If you’re not already familiar with wit.ai it might be worth taking a few mins to try and get your head around how it works.
Here’s a quick run through my progress so far:
As some of you may know, when you use the voice controls in the mobile apps (or at least on Android), the app sends a transcribed version of what you said to the item “VoiceCommand”. I’ve got a rule set up so that when the VoiceCommand item is updated it sends the new data off to wit.ai to be processed and I receive a JSON formatted message back with with the probable meaning. Depending on what was said, and how you set up your wit.ai rules (intents), you may or maybe not receive things like device, location, state, amount etc. Once the response is received I try and extract the important parts from the message using the JSONPATH transformation tools.

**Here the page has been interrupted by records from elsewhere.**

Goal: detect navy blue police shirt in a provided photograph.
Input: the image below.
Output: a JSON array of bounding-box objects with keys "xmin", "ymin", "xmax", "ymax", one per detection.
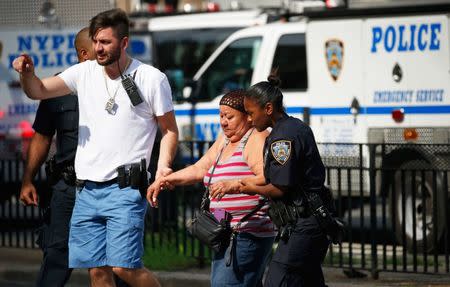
[
  {"xmin": 263, "ymin": 114, "xmax": 325, "ymax": 194},
  {"xmin": 32, "ymin": 94, "xmax": 78, "ymax": 165}
]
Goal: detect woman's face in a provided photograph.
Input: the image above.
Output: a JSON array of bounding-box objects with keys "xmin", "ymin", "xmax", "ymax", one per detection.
[
  {"xmin": 219, "ymin": 105, "xmax": 249, "ymax": 140},
  {"xmin": 244, "ymin": 97, "xmax": 270, "ymax": 132}
]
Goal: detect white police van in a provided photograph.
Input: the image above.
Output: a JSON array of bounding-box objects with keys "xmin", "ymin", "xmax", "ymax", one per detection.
[
  {"xmin": 177, "ymin": 2, "xmax": 450, "ymax": 250},
  {"xmin": 128, "ymin": 9, "xmax": 275, "ymax": 100}
]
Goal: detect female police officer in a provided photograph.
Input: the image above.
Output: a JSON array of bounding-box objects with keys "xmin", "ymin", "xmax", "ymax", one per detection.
[{"xmin": 240, "ymin": 74, "xmax": 340, "ymax": 286}]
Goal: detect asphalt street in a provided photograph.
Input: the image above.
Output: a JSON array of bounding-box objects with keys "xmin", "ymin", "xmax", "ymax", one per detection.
[{"xmin": 1, "ymin": 247, "xmax": 450, "ymax": 287}]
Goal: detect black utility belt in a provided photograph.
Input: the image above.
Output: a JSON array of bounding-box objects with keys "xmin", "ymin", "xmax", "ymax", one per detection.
[
  {"xmin": 60, "ymin": 168, "xmax": 76, "ymax": 186},
  {"xmin": 117, "ymin": 161, "xmax": 147, "ymax": 190},
  {"xmin": 267, "ymin": 200, "xmax": 310, "ymax": 229},
  {"xmin": 76, "ymin": 159, "xmax": 149, "ymax": 195},
  {"xmin": 45, "ymin": 157, "xmax": 76, "ymax": 186}
]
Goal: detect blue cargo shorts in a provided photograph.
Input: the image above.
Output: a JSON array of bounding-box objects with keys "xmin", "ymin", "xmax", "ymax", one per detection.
[{"xmin": 68, "ymin": 181, "xmax": 147, "ymax": 269}]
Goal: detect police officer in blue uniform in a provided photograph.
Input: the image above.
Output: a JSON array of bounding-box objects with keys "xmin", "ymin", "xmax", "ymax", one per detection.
[
  {"xmin": 19, "ymin": 28, "xmax": 129, "ymax": 287},
  {"xmin": 242, "ymin": 74, "xmax": 344, "ymax": 286}
]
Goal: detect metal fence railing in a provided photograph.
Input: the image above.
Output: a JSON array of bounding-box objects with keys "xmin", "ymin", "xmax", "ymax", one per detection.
[{"xmin": 1, "ymin": 142, "xmax": 449, "ymax": 277}]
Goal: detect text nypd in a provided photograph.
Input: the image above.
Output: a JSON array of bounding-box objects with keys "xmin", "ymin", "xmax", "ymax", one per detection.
[
  {"xmin": 8, "ymin": 33, "xmax": 78, "ymax": 69},
  {"xmin": 373, "ymin": 89, "xmax": 444, "ymax": 103}
]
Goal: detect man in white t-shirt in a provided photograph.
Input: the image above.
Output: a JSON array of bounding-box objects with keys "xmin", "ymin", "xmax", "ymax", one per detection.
[{"xmin": 12, "ymin": 8, "xmax": 178, "ymax": 287}]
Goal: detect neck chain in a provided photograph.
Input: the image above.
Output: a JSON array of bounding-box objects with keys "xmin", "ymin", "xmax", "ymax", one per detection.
[
  {"xmin": 103, "ymin": 69, "xmax": 120, "ymax": 115},
  {"xmin": 103, "ymin": 57, "xmax": 132, "ymax": 115}
]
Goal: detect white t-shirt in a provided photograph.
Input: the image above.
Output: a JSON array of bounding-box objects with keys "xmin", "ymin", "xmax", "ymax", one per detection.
[{"xmin": 58, "ymin": 59, "xmax": 173, "ymax": 181}]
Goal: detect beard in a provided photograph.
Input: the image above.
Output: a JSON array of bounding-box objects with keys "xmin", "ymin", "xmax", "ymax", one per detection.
[{"xmin": 96, "ymin": 48, "xmax": 121, "ymax": 66}]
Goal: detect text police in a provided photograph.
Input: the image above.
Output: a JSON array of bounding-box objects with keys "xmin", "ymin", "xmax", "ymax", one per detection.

Hopefully you’re still with me! Here’s a quick example.
-
I say “turn the light on” in the openHAB android app.
-
The VoiceCommand item is updated to “turn the light on”
-
The rule that triggers during this change sends the phrase to wit.ai and receives the response. The response looks as follows:
{
“msg_id” : “2ca95ad3-610e-4d8c-99c8-b3fc2a9d71a3”,
“_text” : “turn the light on”,
“outcomes” : [ {
“_text” : “turn the light on”,
“intent” : “command_toggle”,
“entities” : {
“device” : [ {
“suggested” : true,
“value” : “light”,
“type” : “value”
} ],
“on_off” : [ {
“value” : “on”
} ]
},
“confidence” : 0.981
} ]
}
Using JSONPATH transformation I’m able to extract the intent (“command_toggle”), device (“light”) and the state (“on”) and check how confident the service is that the response is an accurate interpretation of what I said.
- Assuming I only have one light item called “light”, I can build a rule easily to handle this to turn the light on or off, something like sendCommand(device, state).
I’m now trying to progress this set up and that’s where I’m looking for some ideas on how best to approach this. Obviously if I have more than one light and perhaps my phrase was “turn the bedroom light on” wit.ai is intelligent enough to respond with the following:
{
"msg_id" : "c8b73118-590a-4d03-8103-0b60b208a549",
"_text" : "turn the bedroom light on",
"outcomes" : [ {
"_text" : "turn the bedroom light on",
"intent" : "command_toggle",
"entities" : {
"device" : [ {
"suggested" : true,
"value" : "light",
"type" : "value"
} ],
"on_off" : [ {
"value" : "on"
} ],
"location" : [ {
"suggested" : true,
"value" : "bedroom",
"type" : "value"
} ]
},
"confidence" : 0.887
} ]
}
You can see it’s added the location. OK maybe I could change the name of my items to something like “bedroom_light” and it would work for multiple lights if I concatenate the location and item but I’m not convinced this is an elegant solution so tips/ideas on how to structure the rules or items is appreciated.
Has anyone else tried to integrate voice command processing into their setup? What are your experiences or lessons learnt so far?